Career
and Course Development, Side by Side
The University
Teaching Fellows Program centers around ongoing conversations about how
faculty communicate their academic disciplines to undergraduates, the
applicability of various teaching approaches to one's courses, and how
research enlivens and inspires teaching. The 1999-2000 winners of University
Teaching Fellowships plan to focus their conversations in the following
ways:
Susan
E. Burns, Civil Engineering:
I will make three significant changes to the way Soil Mechanics is taught.
First, I will integrate the history of the discipline through a description
of the major historical personalities involved, and their motivations
for research and technology development. Second, I will include failure
case studies as learning assignments for the students. In engineering,
especially when dealing with materials that are as variable and complicated
as soils, failure can teach as much as success. Third, I will integrate
into lectures a series of experimental demonstrations, using them as "change-ups"
to refocus attention (see Teaching Concerns, Fall 1997 on "change-ups").
Jeffrey
A. Grossman, German:
This course will explore the transmission of literary and other texts,
that is, the process by which texts move from one cultural and historical
context to another. The course will consist of two parts: The first part
will explore how culture, poetics, ideology, and other factors influence
the reading of literary texts. The second part will explore the
role of translations, book reviews, criticism, literary histories, anthologies,
films, theater performances, and so forth, in shaping the image of particular
texts for particular audiences. The course will also consider the role
of the instructor in this process. In designing this course, I plan to
develop a series of practical exercises that provide first-hand knowledge
of and tools for analyzing this process.
Andrew
C. Hillier, Chemical Engineering:
My redesign of a core fourth-year engineering course in chemical process
control (ChE 438) addresses student motivation, develops practical problem-solving
skills, and encourages an intuitive understanding of complex chemical
processes. This traditionally math- and lecture-intensive course will
be redesigned to incorporate a "simulation-based" strategy. The class
will utilize instructor and student-constructed process simulators as
instructional vehicles that function as virtual chemical processes. This
strategy will give the students an ability to develop an intuitive understanding
of process modeling and control by starting with simple "black-box" processing
operations that evolve into complex process models as students' theoretical
understanding of the underlying systems increases. To integrate topics
with practical chemical engineering processes, the course will include
the development of laboratory modules and include guest speakers from
industry.
Angeline
Lillard, Psychology:
Operating on the assumption that culture is inextricable from the person,
my course will explore the impact of cultural practices on individual
development.
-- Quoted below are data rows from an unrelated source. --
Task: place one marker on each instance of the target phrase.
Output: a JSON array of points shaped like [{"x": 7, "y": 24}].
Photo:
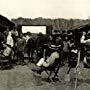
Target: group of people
[{"x": 43, "y": 50}]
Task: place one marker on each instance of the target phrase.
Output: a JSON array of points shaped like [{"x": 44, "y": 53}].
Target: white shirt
[{"x": 10, "y": 40}]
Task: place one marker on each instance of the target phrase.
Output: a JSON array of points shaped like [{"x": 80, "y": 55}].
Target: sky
[{"x": 79, "y": 9}]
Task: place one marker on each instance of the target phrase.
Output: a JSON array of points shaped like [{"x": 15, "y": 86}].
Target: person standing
[{"x": 20, "y": 50}]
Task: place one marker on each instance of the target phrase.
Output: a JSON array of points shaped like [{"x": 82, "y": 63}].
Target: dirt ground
[{"x": 22, "y": 78}]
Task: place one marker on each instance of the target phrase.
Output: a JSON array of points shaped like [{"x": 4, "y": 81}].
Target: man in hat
[
  {"x": 6, "y": 51},
  {"x": 86, "y": 43}
]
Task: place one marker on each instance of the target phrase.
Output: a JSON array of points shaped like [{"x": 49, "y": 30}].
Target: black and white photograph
[{"x": 44, "y": 44}]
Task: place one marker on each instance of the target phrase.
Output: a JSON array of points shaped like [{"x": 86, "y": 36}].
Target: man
[
  {"x": 30, "y": 47},
  {"x": 20, "y": 49},
  {"x": 86, "y": 43},
  {"x": 10, "y": 39},
  {"x": 55, "y": 48},
  {"x": 6, "y": 51}
]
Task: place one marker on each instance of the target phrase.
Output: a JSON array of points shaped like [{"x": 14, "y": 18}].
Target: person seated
[{"x": 55, "y": 49}]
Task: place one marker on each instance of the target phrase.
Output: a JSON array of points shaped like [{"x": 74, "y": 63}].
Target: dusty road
[{"x": 21, "y": 78}]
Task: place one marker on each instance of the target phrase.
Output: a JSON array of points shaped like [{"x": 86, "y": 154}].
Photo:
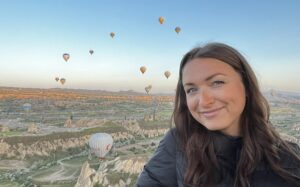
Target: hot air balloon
[
  {"x": 112, "y": 34},
  {"x": 27, "y": 107},
  {"x": 143, "y": 69},
  {"x": 161, "y": 20},
  {"x": 167, "y": 74},
  {"x": 148, "y": 88},
  {"x": 66, "y": 56},
  {"x": 100, "y": 144},
  {"x": 62, "y": 81},
  {"x": 177, "y": 30}
]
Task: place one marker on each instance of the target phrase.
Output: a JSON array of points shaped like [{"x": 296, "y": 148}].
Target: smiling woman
[{"x": 222, "y": 135}]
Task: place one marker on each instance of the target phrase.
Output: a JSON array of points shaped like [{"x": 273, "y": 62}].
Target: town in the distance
[{"x": 44, "y": 133}]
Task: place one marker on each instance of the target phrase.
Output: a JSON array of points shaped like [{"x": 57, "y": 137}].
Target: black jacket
[{"x": 167, "y": 166}]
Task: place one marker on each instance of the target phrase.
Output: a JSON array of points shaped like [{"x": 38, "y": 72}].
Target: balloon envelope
[
  {"x": 66, "y": 56},
  {"x": 112, "y": 34},
  {"x": 167, "y": 74},
  {"x": 27, "y": 106},
  {"x": 62, "y": 81},
  {"x": 177, "y": 30},
  {"x": 148, "y": 88},
  {"x": 143, "y": 69},
  {"x": 161, "y": 20},
  {"x": 100, "y": 144}
]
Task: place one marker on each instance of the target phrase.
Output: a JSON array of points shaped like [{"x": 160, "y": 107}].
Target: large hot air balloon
[
  {"x": 177, "y": 30},
  {"x": 62, "y": 81},
  {"x": 161, "y": 20},
  {"x": 167, "y": 74},
  {"x": 100, "y": 144},
  {"x": 143, "y": 69},
  {"x": 148, "y": 88},
  {"x": 66, "y": 56},
  {"x": 112, "y": 34}
]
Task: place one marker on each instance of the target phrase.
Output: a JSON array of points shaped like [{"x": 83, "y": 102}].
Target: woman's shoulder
[{"x": 288, "y": 159}]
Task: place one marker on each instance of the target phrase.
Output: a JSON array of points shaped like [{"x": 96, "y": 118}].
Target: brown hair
[{"x": 260, "y": 140}]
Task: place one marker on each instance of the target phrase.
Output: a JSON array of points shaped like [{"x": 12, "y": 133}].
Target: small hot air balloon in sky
[
  {"x": 177, "y": 30},
  {"x": 62, "y": 81},
  {"x": 100, "y": 144},
  {"x": 148, "y": 88},
  {"x": 112, "y": 34},
  {"x": 167, "y": 74},
  {"x": 27, "y": 107},
  {"x": 66, "y": 56},
  {"x": 143, "y": 69},
  {"x": 161, "y": 20}
]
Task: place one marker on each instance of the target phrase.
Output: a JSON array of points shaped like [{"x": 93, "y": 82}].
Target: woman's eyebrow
[
  {"x": 213, "y": 75},
  {"x": 206, "y": 79}
]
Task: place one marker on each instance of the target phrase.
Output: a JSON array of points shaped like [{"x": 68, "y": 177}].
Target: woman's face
[{"x": 215, "y": 94}]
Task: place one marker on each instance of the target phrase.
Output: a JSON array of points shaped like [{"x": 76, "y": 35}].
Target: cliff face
[
  {"x": 89, "y": 177},
  {"x": 44, "y": 148},
  {"x": 40, "y": 148}
]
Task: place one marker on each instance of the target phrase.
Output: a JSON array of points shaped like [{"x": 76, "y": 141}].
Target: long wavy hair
[{"x": 260, "y": 140}]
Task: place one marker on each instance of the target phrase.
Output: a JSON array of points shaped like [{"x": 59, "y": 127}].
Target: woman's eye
[
  {"x": 190, "y": 90},
  {"x": 217, "y": 83}
]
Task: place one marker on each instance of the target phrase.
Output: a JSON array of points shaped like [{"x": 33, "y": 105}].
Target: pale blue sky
[{"x": 35, "y": 34}]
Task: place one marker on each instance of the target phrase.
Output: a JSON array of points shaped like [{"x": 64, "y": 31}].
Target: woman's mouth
[{"x": 211, "y": 113}]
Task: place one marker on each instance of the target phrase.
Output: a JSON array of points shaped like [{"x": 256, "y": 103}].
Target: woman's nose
[{"x": 205, "y": 98}]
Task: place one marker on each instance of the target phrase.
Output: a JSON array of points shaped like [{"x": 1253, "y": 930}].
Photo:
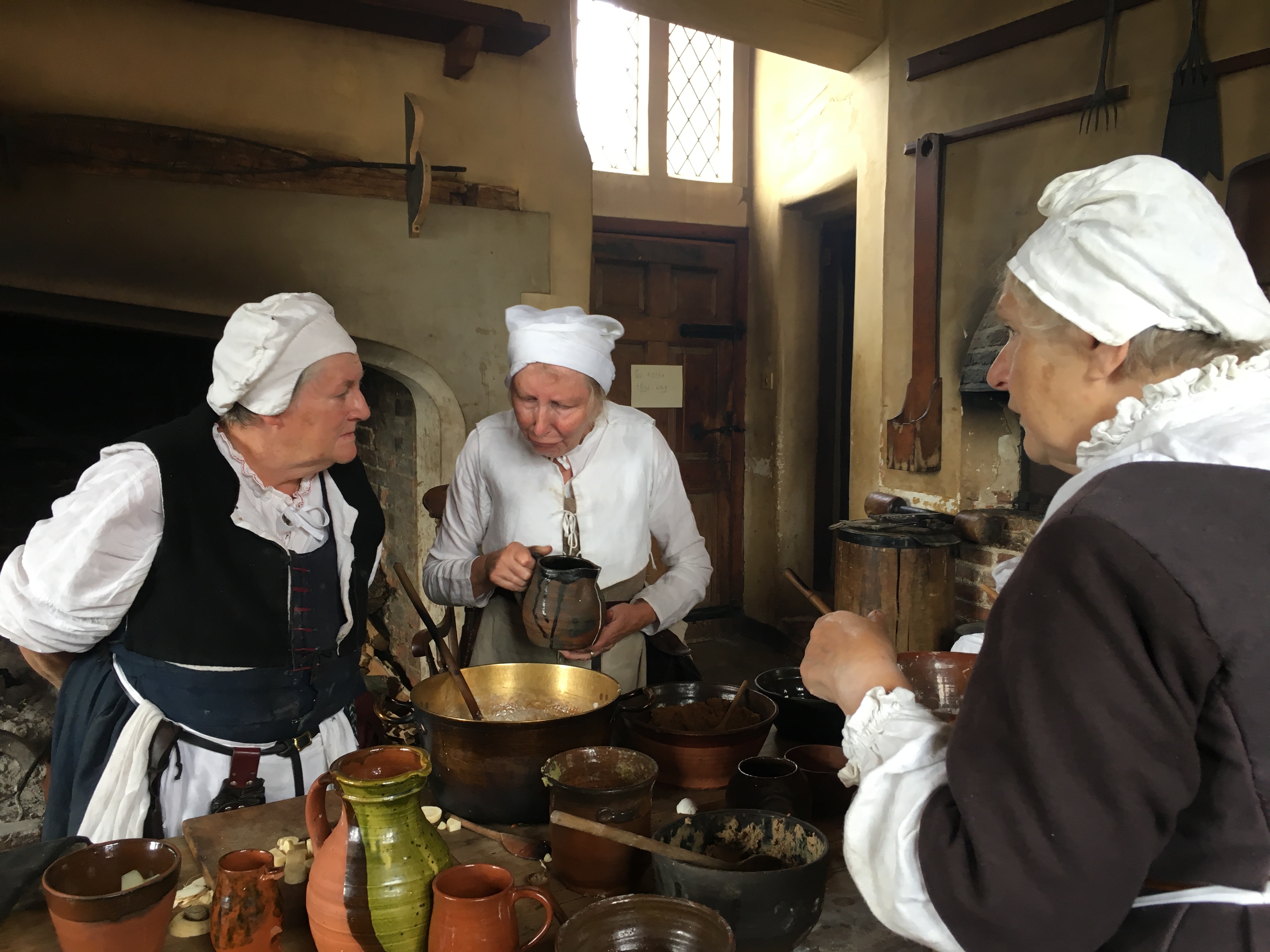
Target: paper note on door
[{"x": 657, "y": 385}]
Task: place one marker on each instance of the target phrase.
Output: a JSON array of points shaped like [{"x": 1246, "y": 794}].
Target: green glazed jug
[{"x": 370, "y": 887}]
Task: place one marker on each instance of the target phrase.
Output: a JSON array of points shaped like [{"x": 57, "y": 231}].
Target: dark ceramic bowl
[
  {"x": 821, "y": 763},
  {"x": 773, "y": 784},
  {"x": 644, "y": 923},
  {"x": 803, "y": 717},
  {"x": 88, "y": 908},
  {"x": 695, "y": 760},
  {"x": 771, "y": 910}
]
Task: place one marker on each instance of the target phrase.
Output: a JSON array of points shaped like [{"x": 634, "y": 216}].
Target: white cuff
[{"x": 882, "y": 725}]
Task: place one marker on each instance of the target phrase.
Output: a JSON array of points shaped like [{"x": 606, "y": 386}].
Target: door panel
[{"x": 653, "y": 286}]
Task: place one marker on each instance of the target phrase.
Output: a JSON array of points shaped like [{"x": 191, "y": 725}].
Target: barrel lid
[{"x": 888, "y": 534}]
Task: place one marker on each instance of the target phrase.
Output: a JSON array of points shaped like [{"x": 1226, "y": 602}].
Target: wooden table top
[{"x": 846, "y": 925}]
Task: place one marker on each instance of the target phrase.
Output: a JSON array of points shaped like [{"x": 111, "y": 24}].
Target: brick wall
[{"x": 975, "y": 564}]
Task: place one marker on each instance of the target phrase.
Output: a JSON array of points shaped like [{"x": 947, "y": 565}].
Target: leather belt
[{"x": 243, "y": 787}]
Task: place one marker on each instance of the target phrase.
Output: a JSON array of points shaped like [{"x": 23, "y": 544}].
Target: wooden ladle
[
  {"x": 753, "y": 864},
  {"x": 451, "y": 664}
]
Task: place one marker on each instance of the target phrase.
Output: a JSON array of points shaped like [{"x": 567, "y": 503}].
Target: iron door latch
[{"x": 728, "y": 428}]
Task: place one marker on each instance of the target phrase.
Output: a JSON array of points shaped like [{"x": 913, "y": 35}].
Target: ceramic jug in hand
[
  {"x": 370, "y": 887},
  {"x": 563, "y": 609},
  {"x": 474, "y": 910},
  {"x": 247, "y": 910}
]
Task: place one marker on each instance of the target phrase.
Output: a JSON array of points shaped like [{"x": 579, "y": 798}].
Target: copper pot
[
  {"x": 492, "y": 771},
  {"x": 563, "y": 607},
  {"x": 695, "y": 760}
]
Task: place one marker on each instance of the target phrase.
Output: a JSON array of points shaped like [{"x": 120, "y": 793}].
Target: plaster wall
[
  {"x": 821, "y": 135},
  {"x": 511, "y": 121}
]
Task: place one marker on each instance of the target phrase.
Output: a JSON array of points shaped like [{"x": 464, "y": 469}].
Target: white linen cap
[
  {"x": 267, "y": 346},
  {"x": 1140, "y": 243},
  {"x": 566, "y": 337}
]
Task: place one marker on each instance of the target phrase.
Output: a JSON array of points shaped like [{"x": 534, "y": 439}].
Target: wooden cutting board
[{"x": 251, "y": 828}]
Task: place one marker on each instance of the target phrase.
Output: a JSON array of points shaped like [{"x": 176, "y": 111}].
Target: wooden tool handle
[
  {"x": 818, "y": 604},
  {"x": 446, "y": 657},
  {"x": 736, "y": 701},
  {"x": 636, "y": 841}
]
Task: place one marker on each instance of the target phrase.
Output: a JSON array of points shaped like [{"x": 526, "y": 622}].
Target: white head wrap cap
[
  {"x": 566, "y": 337},
  {"x": 1140, "y": 243},
  {"x": 266, "y": 347}
]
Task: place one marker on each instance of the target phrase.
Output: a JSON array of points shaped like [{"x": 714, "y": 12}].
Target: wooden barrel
[{"x": 902, "y": 570}]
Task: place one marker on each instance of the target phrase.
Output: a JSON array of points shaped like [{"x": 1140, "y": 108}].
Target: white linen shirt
[
  {"x": 1217, "y": 414},
  {"x": 77, "y": 577},
  {"x": 628, "y": 489}
]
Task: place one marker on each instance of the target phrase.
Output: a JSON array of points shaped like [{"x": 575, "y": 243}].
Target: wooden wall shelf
[{"x": 464, "y": 28}]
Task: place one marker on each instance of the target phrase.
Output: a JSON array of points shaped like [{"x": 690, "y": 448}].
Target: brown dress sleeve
[{"x": 1075, "y": 751}]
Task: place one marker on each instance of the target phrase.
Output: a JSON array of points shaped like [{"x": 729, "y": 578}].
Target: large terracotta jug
[
  {"x": 370, "y": 888},
  {"x": 563, "y": 609}
]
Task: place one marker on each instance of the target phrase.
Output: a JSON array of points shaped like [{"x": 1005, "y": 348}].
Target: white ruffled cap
[
  {"x": 566, "y": 337},
  {"x": 1140, "y": 243},
  {"x": 267, "y": 346}
]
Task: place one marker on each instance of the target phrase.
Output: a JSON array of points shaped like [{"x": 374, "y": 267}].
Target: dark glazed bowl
[
  {"x": 88, "y": 908},
  {"x": 644, "y": 925},
  {"x": 821, "y": 763},
  {"x": 770, "y": 910},
  {"x": 695, "y": 760},
  {"x": 803, "y": 717}
]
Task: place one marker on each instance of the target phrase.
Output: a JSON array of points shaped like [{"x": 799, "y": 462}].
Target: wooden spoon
[
  {"x": 753, "y": 864},
  {"x": 817, "y": 602},
  {"x": 451, "y": 664},
  {"x": 732, "y": 707},
  {"x": 513, "y": 845}
]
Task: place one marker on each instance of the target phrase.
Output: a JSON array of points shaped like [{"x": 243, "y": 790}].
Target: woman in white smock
[{"x": 567, "y": 471}]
We will examine issues of universality and cultural variation
in human development through intensive examination of several cultures.
Students will observe and interact with local families that represent
specific cultures. Throughout the semester, students will describe and
analyze how the culture they are studying handles common issues such as
childrearing. Students will also attempt to devise reliable, objective
measures that indicate certain cultural values or traits.
John O'Brien,
English:
My project is to revise and develop ENEC 313, Restoration and Eighteenth-Century
British Literature. The Teaching Fellowship will enable me to rethink this
course within two contexts that have changed a lot over the last few years:
first, the English Department's curriculum; and second, the embrace on the
part of the whole discipline of a broader range of voices and texts, an
expanded canon that makes the problem of surveying any historical period
all the more vexing. My goal will be to develop a course that meets the
needs both of English majors and non-majors interested in this period.